Nature - Ethique anthropocentrée
De Didaquest
Révision datée du 14 décembre 2010 à 13:47 par Admin (discussion | contributions)
Au travers des grandes périodes historiques et de la réflexion des écrivains et philosophes, on perçoit l’origine et les évolutions de ce rapport homme – nature :
La prédominance de l’homme – anthropocentrisme
- Le courant de la pensée sauvage lié à la mythologie, à la découverte des peintures rupestres préhistoriques, l’interprétation du « totémisme », correspond à la perception qu’ont longtemps eu les hommes sur la nature et en particulier sur les animaux. Ils se sont employés à sur-humaniser l’animal pour alléger leur pensée de ses tourments et trouver une vénération partagée, un lien qui les unit. Des animaux, familiers ou fabuleux, parcourent les grandes mythologies, du Minotaure crétois au serpent emplumé du Mexique précolombien, leurs corps apparaissent façonnés, déformés parfois difformes, par les mortels qui leur ont assigné un rôle à la démesure de leurs craintes viscérales et de leurs désirs irréductibles.
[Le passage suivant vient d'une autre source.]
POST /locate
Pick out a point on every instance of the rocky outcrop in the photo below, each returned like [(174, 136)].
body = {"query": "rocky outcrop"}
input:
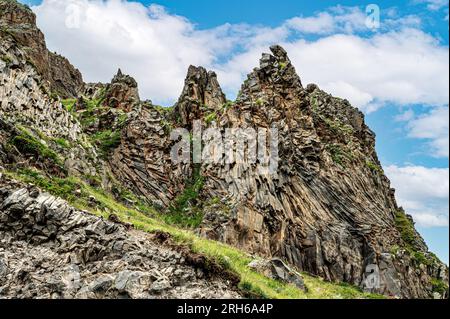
[(201, 95), (50, 250), (278, 270), (19, 22), (329, 210), (23, 98), (122, 93)]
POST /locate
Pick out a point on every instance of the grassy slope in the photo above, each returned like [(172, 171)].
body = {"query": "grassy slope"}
[(228, 256)]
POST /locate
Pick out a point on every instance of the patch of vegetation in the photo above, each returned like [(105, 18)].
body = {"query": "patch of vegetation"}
[(408, 234), (260, 102), (228, 105), (406, 229), (69, 104), (338, 128), (338, 154), (439, 286), (89, 116), (62, 142), (167, 126), (106, 141), (211, 117), (61, 187), (122, 119), (283, 65), (29, 145), (6, 59), (373, 167), (185, 210), (236, 260)]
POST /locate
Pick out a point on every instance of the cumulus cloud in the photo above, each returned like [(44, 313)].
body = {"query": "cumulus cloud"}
[(399, 63), (402, 66), (433, 126), (147, 42), (434, 5), (423, 192)]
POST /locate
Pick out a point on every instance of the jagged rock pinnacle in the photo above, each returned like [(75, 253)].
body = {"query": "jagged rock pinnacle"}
[(201, 93)]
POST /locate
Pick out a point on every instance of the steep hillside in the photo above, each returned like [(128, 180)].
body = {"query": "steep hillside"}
[(327, 209)]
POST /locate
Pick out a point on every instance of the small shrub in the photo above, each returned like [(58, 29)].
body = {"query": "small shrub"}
[(338, 154), (62, 142), (29, 145), (373, 167), (211, 117), (184, 210), (107, 141), (69, 104), (6, 59), (439, 286), (260, 102)]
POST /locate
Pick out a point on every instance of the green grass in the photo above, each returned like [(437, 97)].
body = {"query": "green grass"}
[(236, 260), (373, 167), (283, 65), (27, 144), (6, 59), (69, 104), (409, 237), (439, 286), (185, 210), (106, 141), (338, 154), (260, 102), (211, 117), (62, 142)]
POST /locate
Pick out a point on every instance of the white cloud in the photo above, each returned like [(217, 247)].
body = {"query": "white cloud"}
[(402, 66), (433, 126), (146, 42), (423, 192), (434, 5)]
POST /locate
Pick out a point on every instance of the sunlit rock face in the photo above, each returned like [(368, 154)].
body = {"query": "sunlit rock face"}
[(326, 207)]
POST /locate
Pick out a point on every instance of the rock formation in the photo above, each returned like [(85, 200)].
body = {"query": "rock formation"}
[(57, 72), (50, 250), (327, 210)]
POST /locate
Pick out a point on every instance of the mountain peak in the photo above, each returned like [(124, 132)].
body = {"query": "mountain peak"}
[(201, 93)]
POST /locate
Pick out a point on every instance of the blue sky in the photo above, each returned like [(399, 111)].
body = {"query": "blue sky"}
[(397, 74)]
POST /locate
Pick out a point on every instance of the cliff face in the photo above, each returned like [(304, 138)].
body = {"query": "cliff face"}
[(19, 22), (327, 209)]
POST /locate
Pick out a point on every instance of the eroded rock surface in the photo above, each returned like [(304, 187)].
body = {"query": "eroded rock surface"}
[(59, 75), (329, 210), (50, 250)]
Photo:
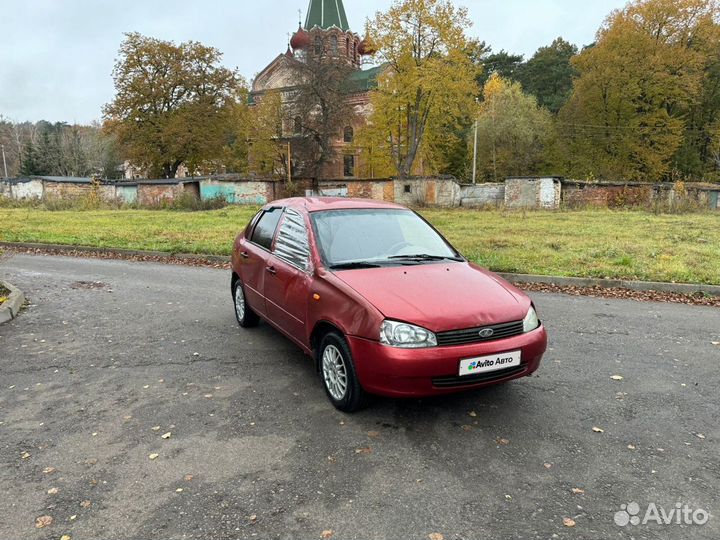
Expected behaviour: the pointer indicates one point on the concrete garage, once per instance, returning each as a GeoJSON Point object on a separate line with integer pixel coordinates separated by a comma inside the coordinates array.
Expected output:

- La pensée grecque (excepté Epicure 341-270 av J.C), a retourné ce culte en pur mépris ou en simple condescendance. Platon parle des animaux en laissant entendre que ce sont des êtres humains dégénérés. Aristote, son disciple, se démarque puisqu’il est reconnu pour être le fondateur de « histoire naturelle » grâce à ses observations précises qui témoignent d’une « intention », d’un « dessein » dans la structure des êtres vivants. Cela révèle non l’acte d’un créateur, mais l’existence d’une échelle unique de l’être qui monterait des objets inanimés aux plantes, puis aux animaux et aux hommes. L'homme y apparaît comme un animal, mais c'est d'un «animal raisonnable» qu'il s'agit. Si «l'âme nutritive» existe dans les plantes comme chez les animaux, si tous les animaux disposent en outre d'une «âme sensitive» par laquelle ils accueillent les sensations et ressentent plaisir et douleur, seul l'homme est supposé disposer en outre d'un intellect.
- La pensée occidentale mettra des siècles à se libérer de l'anthropocentrisme qu'implique une telle conception, d'autant qu'il s'est trouvé renforcé dans la pensée chrétienne par la référence au texte de la Genèse, où il est écrit que Dieu a destiné l'homme, créé à son image et à sa ressemblance, à «régner sur les poissons de la mer, sur les oiseaux du ciel, sur le bétail, sur la terre entière et sur tous les reptiles qui rampent sur le sol ». La succession des actes créateurs instaure une discontinuité entre l'homme et l'animal. Si l'homme, par son «âme intellective» (saint Thomas) immatérielle et immortelle, participe seul à la nature divine, l'animal subit une sorte de discrédit radical. L’animalité est perçue comme l’ultime menace pour l’humanité. Michel Foucault (1926-1984) a bien montré la présence persistante de ce fantasme au cœur de l'âge classique, au moment où se définit la «raison» occidentale : «La folie emprunte son visage au masque de la bête». Cette hantise s'enracine dans «les vieilles peurs qui, depuis l'antiquité, depuis le Moyen Age surtout, ont donné au monde animal sa familière étrangeté, ses merveilles menaçantes, et tout son poids de lourde inquiétude». Lautréamont (1846-1870), après Emmanuel Kant (1724-1804) témoignera encore de la force de cette conviction occidentale, d'origine chrétienne: l'animal appartient à la contre-nature, à une négativité qui met en péril, par sa bestialité, l'ordre et la sagesse supposée de la nature, à commencer par celle de l'homme.